Thursday, 2 October 2014

What distinguishes a good life from a sustainable and bright future

We have entered now the era of Sustainable Development, where the focus is not only on ensuring that people from the most marginalized parts of the world have a good life, but that they also have aa sustainable and bright future.



To help understand how a sustainable and bright future future is different from a merely good life, I thought I should remind our "valucentric" readers about the relationship between economic growth and sustainable economic development.

Defining economic development

The term development means a change over time, typically involving growth or expansion. According to (Norton, et al., 2006), development is a process with many economic and social dimensions. It is a dynamic process including not only changes in the structure and level of economic activity, but also increased opportunities for individual choice and for improved self-esteem. In the first Human Development Report, UNDP defined development as expanding people’s choices. 

Economic development therefore refers to a process of economic transformation; involving more efficient resource utilization as well as expansion of productive capacity accompanied by a sustainable and equitable distribution of the gains from such growth. 

Several theories of development such as the Mercantilists, the Classicalists, Stage of Growth proponents and Capital Accumulation theorists converge to the belief that: economic development is a transition from traditional society to a modern commercial society with improvements in people’s standards of living. 

Economic development is thus a multi-faceted phenomenon involving both growth and productivity gains as well as social and distributional efficiencies. 

Contrasting economic development with economic growth


PHOTO CREDIT: Mabel Munyuki Hungwe (PhD)
The term economic development is often used interchangeably with the term economic growth. The two terms, however related, have different connotations. Economic development requires economic growth. Economic growth is often measured by metrics such as per capita GDP growth rates. However, measuring economic development is a combinations of both measures of growth and measures of the actual distribution of wealth. Indices like the Gini inequality coefficient, or the gender disparity index, are often combined in composite measures of economic development. 

“Economic growth is a necessary but not sufficient condition for economic development.”

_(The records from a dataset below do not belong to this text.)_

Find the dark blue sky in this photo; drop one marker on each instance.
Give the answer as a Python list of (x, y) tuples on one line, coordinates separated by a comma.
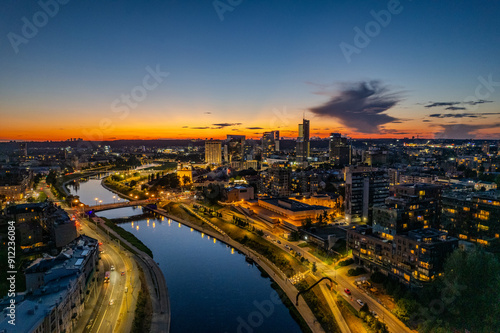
[(263, 65)]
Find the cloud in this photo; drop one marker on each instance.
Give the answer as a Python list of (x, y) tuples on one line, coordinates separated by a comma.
[(222, 125), (462, 131), (394, 131), (451, 107), (360, 105), (481, 101), (436, 104), (463, 115)]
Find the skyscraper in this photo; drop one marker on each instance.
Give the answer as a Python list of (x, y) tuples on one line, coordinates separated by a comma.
[(365, 187), (235, 148), (270, 142), (340, 150), (213, 154), (303, 145)]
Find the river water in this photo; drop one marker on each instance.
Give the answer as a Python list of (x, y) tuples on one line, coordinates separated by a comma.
[(211, 286)]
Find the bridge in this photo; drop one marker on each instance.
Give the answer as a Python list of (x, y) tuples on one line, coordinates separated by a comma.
[(99, 208)]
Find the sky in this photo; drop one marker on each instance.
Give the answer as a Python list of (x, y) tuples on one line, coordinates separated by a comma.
[(104, 70)]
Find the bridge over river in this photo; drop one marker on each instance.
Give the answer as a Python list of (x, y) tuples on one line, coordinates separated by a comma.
[(132, 203)]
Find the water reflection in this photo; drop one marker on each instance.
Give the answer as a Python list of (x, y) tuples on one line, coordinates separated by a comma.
[(211, 289)]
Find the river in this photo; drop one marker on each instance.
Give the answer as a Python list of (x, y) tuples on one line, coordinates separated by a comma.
[(211, 286)]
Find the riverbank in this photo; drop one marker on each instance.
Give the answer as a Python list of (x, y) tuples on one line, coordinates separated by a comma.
[(191, 220), (274, 273)]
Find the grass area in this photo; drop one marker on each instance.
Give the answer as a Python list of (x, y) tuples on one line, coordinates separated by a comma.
[(176, 210), (319, 306), (124, 189), (322, 255), (129, 237), (341, 301), (164, 166), (356, 271), (344, 263), (42, 197), (283, 260), (144, 309), (294, 313)]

The difference between economic growth and development can be illustrated by the recent findings that the early 2000s have been Africa’s decade of unprecedented economic growth. For instance, six of the ten fastest growing economies globally in the early 2000s were in Africa; including Angola, Niger, Ethiopia, Chad, Mozambique, and Rwanda who registered growth of over 7%. However, this unprecedented growth has not delivered the jobs and poverty reduction that Africa has been seeking. 

Africa is off target on achieving MDG 1 of eradicating extreme poverty and hunger. This may be seen to resemble “economic growth” without “economic development”. 

Economic development focuses on concepts which include, though not limited to:

  1. productive capacity of resources and productivity of both self-employment and wage-employment 
  2. equity of income and asset distribution 
  3. social protection

To a sustainable and climate smart future post-2015!